The action begins when Holmes has ‘tossed a telegram across the breakfast table’ to Watson. It reads: ‘A GREAT MIND IS BEING STOLEN. PLEASE COME AT ONCE. RUSSELL, TRINITY COLLEGE, CAMBRIDGE.’ Holmes obligingly does come at once, and amid detailed descriptions of that most august of learned foundations the various academics dodge around, making, like the equally historical characters rampant in Max Beerbohm’s ‘SavonarolaBrown, ‘remarks highly characteristic of themselves’. Wittgenstein, despite having had his mind purloined by some evil magic, actually contrives to say: ‘Whereof one cannot speak, thereof one must keep silent.’ Moore ‘follows rather closely his own line of argument printed in Principia Ethica’. And Russell (who at one point is visited in prison by Holmes and Keynes) is recalled in a footnote – oh, surprise, surprise! – as asking: ‘Is the class of all classes which are not members of themselves a member of itself? If yes, no; if no, yes.’
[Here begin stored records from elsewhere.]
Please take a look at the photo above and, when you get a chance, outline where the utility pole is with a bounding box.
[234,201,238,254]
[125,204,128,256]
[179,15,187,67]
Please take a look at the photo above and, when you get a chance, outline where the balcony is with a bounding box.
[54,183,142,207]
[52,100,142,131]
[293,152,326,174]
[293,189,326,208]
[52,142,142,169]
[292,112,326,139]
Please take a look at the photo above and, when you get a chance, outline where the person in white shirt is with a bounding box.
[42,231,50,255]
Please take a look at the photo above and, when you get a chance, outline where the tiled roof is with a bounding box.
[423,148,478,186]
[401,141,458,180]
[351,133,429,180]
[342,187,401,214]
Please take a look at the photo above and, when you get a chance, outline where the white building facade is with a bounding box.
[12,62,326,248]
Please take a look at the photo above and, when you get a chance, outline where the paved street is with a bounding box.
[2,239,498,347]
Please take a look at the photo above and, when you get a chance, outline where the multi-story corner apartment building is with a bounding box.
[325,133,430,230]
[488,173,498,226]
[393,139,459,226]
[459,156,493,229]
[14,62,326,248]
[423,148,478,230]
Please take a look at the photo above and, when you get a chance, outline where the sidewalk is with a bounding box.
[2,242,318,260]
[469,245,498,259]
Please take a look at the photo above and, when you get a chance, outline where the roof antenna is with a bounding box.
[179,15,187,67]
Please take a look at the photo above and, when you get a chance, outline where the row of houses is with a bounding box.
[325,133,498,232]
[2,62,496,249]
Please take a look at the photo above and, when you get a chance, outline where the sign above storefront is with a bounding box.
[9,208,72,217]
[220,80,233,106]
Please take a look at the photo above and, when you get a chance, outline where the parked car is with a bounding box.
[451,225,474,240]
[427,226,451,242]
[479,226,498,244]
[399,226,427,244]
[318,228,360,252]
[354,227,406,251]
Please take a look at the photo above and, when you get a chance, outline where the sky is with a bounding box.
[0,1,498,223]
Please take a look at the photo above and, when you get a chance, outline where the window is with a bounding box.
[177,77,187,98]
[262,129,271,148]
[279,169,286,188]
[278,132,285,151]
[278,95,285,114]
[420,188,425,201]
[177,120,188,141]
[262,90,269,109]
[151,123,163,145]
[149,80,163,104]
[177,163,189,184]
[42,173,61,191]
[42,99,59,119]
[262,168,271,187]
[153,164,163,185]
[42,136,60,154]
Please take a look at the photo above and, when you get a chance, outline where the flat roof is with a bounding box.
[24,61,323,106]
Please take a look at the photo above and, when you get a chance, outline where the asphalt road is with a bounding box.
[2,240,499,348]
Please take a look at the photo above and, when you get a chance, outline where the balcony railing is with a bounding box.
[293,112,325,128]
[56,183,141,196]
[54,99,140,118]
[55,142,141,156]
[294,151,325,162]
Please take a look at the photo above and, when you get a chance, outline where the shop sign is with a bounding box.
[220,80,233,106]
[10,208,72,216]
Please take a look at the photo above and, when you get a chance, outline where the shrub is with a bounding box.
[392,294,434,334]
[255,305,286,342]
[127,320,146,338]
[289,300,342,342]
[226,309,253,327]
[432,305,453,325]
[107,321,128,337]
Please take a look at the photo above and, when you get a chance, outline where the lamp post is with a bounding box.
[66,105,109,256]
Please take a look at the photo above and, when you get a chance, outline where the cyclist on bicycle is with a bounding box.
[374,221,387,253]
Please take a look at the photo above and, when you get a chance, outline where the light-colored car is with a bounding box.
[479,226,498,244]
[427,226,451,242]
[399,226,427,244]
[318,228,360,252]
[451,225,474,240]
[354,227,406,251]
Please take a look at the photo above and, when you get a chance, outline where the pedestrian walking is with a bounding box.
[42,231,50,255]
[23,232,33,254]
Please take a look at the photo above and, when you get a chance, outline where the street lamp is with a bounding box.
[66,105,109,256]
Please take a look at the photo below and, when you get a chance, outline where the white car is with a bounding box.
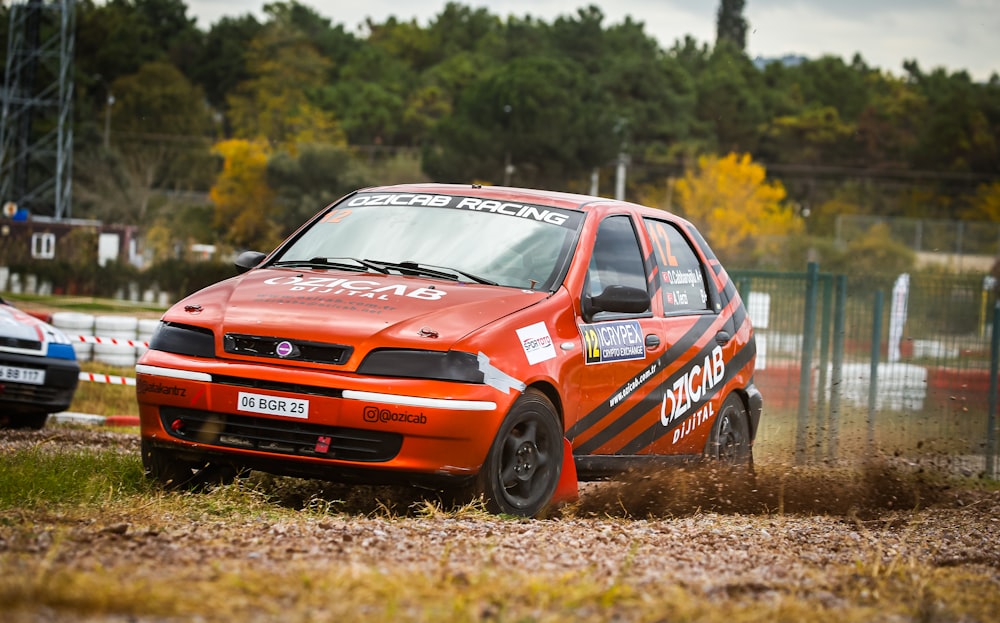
[0,299,80,429]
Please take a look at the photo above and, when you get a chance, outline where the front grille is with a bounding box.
[222,333,354,365]
[0,337,42,350]
[160,407,403,463]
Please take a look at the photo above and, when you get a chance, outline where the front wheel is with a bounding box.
[705,394,753,468]
[477,389,563,517]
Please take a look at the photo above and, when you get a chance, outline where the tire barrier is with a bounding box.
[94,316,139,368]
[49,312,160,368]
[49,411,139,427]
[80,372,135,385]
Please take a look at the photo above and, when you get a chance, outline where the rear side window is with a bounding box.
[587,216,648,296]
[644,218,709,315]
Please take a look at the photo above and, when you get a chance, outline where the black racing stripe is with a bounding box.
[566,315,719,454]
[616,340,757,454]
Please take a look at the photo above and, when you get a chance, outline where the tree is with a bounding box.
[759,106,856,165]
[967,182,1000,223]
[695,41,766,152]
[209,139,281,250]
[228,14,344,150]
[424,56,619,187]
[674,153,802,266]
[74,61,211,225]
[191,13,264,110]
[266,143,369,236]
[715,0,747,51]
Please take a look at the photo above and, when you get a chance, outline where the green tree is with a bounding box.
[759,106,856,165]
[266,143,369,236]
[190,13,264,110]
[74,61,211,224]
[228,15,344,150]
[209,139,281,250]
[424,56,616,187]
[904,61,1000,175]
[715,0,747,50]
[695,41,765,152]
[857,73,927,169]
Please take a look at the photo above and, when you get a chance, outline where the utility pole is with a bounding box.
[0,0,76,219]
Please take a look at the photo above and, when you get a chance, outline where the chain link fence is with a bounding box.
[733,264,998,477]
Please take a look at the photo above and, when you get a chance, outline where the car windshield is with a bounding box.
[272,193,582,290]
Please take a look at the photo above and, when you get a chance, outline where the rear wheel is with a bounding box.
[705,394,753,468]
[141,439,237,489]
[477,389,563,517]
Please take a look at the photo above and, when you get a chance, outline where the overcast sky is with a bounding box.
[186,0,1000,80]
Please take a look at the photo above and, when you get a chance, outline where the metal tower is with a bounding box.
[0,0,76,219]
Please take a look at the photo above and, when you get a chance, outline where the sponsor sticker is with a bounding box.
[517,322,556,365]
[236,392,309,420]
[580,320,646,364]
[361,405,427,424]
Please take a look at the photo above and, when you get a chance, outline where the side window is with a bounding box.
[645,219,709,314]
[585,216,649,314]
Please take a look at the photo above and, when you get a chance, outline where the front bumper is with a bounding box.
[136,351,517,483]
[0,353,80,413]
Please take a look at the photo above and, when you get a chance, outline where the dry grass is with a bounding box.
[0,427,1000,623]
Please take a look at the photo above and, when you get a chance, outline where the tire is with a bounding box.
[140,439,237,489]
[477,389,563,517]
[705,394,753,469]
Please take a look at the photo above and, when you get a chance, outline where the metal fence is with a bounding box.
[732,264,1000,478]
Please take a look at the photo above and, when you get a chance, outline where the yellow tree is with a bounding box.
[673,153,802,265]
[209,139,280,251]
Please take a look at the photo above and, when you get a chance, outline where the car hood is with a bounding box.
[0,303,75,359]
[174,268,548,354]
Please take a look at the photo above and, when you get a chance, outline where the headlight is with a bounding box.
[358,349,483,383]
[149,322,215,357]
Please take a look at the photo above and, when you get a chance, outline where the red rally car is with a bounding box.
[136,184,762,516]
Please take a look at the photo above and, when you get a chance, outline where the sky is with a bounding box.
[185,0,1000,81]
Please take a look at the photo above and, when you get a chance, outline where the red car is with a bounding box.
[136,184,762,516]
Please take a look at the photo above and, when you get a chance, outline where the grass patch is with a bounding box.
[69,361,139,416]
[0,443,150,509]
[0,426,1000,623]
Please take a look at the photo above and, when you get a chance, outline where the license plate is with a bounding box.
[0,366,45,385]
[236,392,309,420]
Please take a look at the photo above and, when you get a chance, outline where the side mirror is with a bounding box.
[581,286,650,322]
[233,251,267,275]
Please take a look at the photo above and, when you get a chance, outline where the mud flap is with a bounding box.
[551,437,580,505]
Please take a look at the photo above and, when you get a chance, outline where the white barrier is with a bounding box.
[94,316,139,367]
[52,312,94,361]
Randall Collins (PhD) is showing us that he knows his stuff. Yet he might with advantage, I believe, have betaken himself from Cambridge’s Trinity to Oxford’s Christ Church, and at the same time to persons living in a period a little more decently removed from our own. In a chapter called ‘Alice’s Wonderland Garden’ this possibility is at least glanced at, and a Cambridge mathematician, G.H. Hardy, utters (and behaves with a cricket bat) in a manner successfully evoking the authentic Lewis Carroll world. But aside from this, Dr Collins’s ‘caper’, as his publishers call it, is not very amusing. Trinity’s Apostles (frequently mentioned) would not have thought highly of so laboured an extravaganza.